The nation’s overall economic growth slowed to an annual pace of just 2.5 percent in the second quarter of this year, less than half the torrid pace of the first quarter. Job creation has been low for the last four months, and the unemployment rate edged up to 4.8 percent in July from 4.6 percent in June.

 

But other experts are skeptical, saying the Fed may be forced by inflation data to begin raising rates again soon. In practice, the Fed has effectively engineered only one other “soft landing” in history — in 1994 and 1995, under Mr. Greenspan.

 

Conditions then were in many ways more benign than they are today, however. Inflation was heading down, not up; the federal budget was moving toward lower rather than higher deficits; energy prices were erratic, but far lower than they are today.

 

“The current situation looks a lot more like the 1970’s than the 1990’s,” said Allen Sinai, chief economist at Decision Economics. “We are seeing the leading edge, though not necessarily the ultimate outcome, of what in the old days used to be called the wage-price inflation spiral.”

 

Mr. Bernanke, both before and after he became Fed chairman, has said that his definition of price stability is a “core” inflation rate — excluding prices for energy and food — of 1 to 2 percent. But by the Fed’s preferred measure of core inflation prices are about 2.9 percent higher than one year ago. That is the biggest year-over-year jump in 11 years.

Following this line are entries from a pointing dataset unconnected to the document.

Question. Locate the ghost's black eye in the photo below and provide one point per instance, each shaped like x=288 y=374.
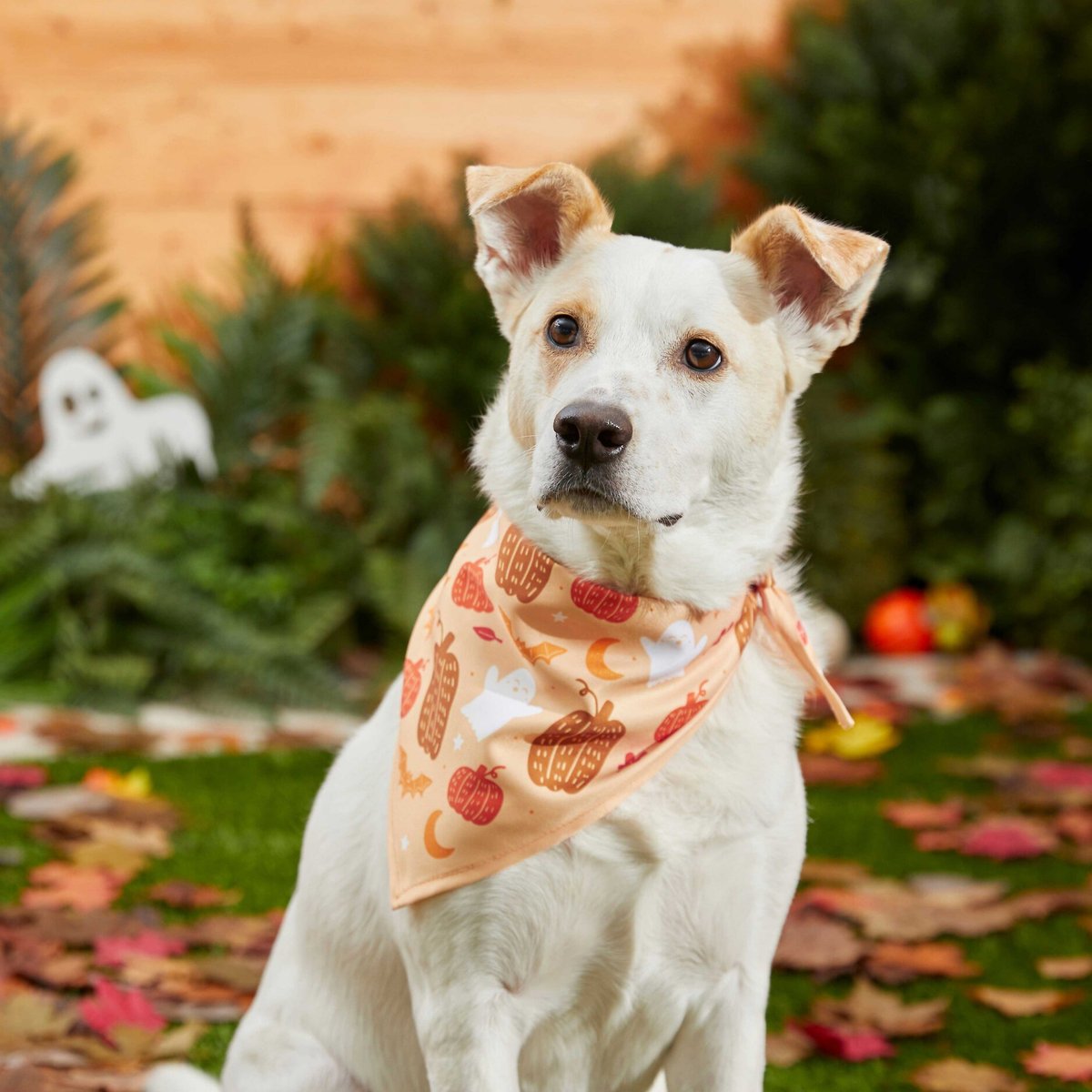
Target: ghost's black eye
x=702 y=355
x=562 y=331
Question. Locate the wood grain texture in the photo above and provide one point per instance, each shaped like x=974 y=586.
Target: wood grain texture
x=310 y=108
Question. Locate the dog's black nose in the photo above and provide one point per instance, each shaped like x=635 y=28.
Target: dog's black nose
x=592 y=432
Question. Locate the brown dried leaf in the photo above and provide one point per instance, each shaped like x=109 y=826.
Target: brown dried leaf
x=1065 y=966
x=867 y=1007
x=955 y=1075
x=896 y=964
x=1026 y=1003
x=813 y=943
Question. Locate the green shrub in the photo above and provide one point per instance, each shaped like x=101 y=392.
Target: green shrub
x=961 y=132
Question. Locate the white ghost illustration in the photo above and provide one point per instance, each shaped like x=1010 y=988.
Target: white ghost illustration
x=671 y=654
x=502 y=700
x=97 y=436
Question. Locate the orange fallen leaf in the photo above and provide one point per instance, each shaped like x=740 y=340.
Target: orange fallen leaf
x=956 y=1075
x=1065 y=966
x=1060 y=1060
x=1026 y=1003
x=57 y=884
x=895 y=964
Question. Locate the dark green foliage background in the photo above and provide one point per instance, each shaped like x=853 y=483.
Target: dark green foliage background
x=954 y=441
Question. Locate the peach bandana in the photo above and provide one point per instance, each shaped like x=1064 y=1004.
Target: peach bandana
x=534 y=702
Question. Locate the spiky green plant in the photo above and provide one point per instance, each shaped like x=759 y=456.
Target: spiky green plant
x=53 y=284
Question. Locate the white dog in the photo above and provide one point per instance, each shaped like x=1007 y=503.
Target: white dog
x=97 y=436
x=643 y=436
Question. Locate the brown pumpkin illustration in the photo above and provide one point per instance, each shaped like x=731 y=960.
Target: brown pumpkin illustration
x=522 y=568
x=410 y=683
x=475 y=795
x=603 y=603
x=746 y=623
x=680 y=718
x=469 y=589
x=436 y=708
x=572 y=751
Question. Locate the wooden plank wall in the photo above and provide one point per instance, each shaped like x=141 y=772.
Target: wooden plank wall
x=310 y=108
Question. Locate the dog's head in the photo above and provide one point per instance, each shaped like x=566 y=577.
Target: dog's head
x=644 y=377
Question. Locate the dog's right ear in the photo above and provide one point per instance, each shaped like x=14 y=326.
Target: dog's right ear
x=525 y=218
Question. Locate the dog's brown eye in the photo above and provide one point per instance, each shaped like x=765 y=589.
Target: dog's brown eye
x=562 y=330
x=702 y=355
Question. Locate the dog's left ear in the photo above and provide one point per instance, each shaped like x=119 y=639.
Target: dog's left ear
x=525 y=218
x=822 y=278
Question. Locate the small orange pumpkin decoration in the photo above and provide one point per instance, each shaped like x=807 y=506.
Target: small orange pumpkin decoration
x=572 y=751
x=436 y=709
x=680 y=718
x=469 y=588
x=410 y=683
x=603 y=603
x=474 y=795
x=522 y=568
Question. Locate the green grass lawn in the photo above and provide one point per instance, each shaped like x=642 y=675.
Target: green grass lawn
x=244 y=818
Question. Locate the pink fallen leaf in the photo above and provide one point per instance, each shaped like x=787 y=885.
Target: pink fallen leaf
x=1007 y=839
x=846 y=1044
x=15 y=778
x=116 y=951
x=1051 y=774
x=1060 y=1060
x=113 y=1007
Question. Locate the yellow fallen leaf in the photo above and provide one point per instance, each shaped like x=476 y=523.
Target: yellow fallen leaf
x=869 y=736
x=136 y=785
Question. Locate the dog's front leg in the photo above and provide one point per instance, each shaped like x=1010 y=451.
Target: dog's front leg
x=721 y=1046
x=470 y=1037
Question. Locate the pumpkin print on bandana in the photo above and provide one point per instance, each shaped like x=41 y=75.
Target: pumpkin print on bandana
x=525 y=734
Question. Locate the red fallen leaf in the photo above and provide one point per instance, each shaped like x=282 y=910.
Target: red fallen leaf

“Rather than taking pre-emptive measures against a very serious inflation threat, Bernanke and company have adopted a very dangerous reactionary approach,” said Richard Yamarone, chief economist at Argus Research. “They’re in a wait-and-see mode.”

 

Laurence H. Meyer, a former Fed governor and now an economic forecaster at Macroeconomic Advisers, predicted that it would take more than a soft landing to reduce inflation significantly. For that to happen, he said, unemployment would have to rise for a sustained period.

 

But Mr. Meyer speculated that Fed officials might not want to reduce inflation to Mr. Bernanke’s unofficial targets. He noted that the Fed’s latest economic outlook, based on forecasts from Fed district banks, called for core inflation to remain about 2 or 2.25 percent through 2007.

 

Even that goal could require a painful economic adjustment. “There’s too much inflation in the system,” said Mr. Harris of Lehman Brothers, who predicted that the Fed would be forced to raise rates again before the year is over. “At this stage, there has to be a bumpy landing.”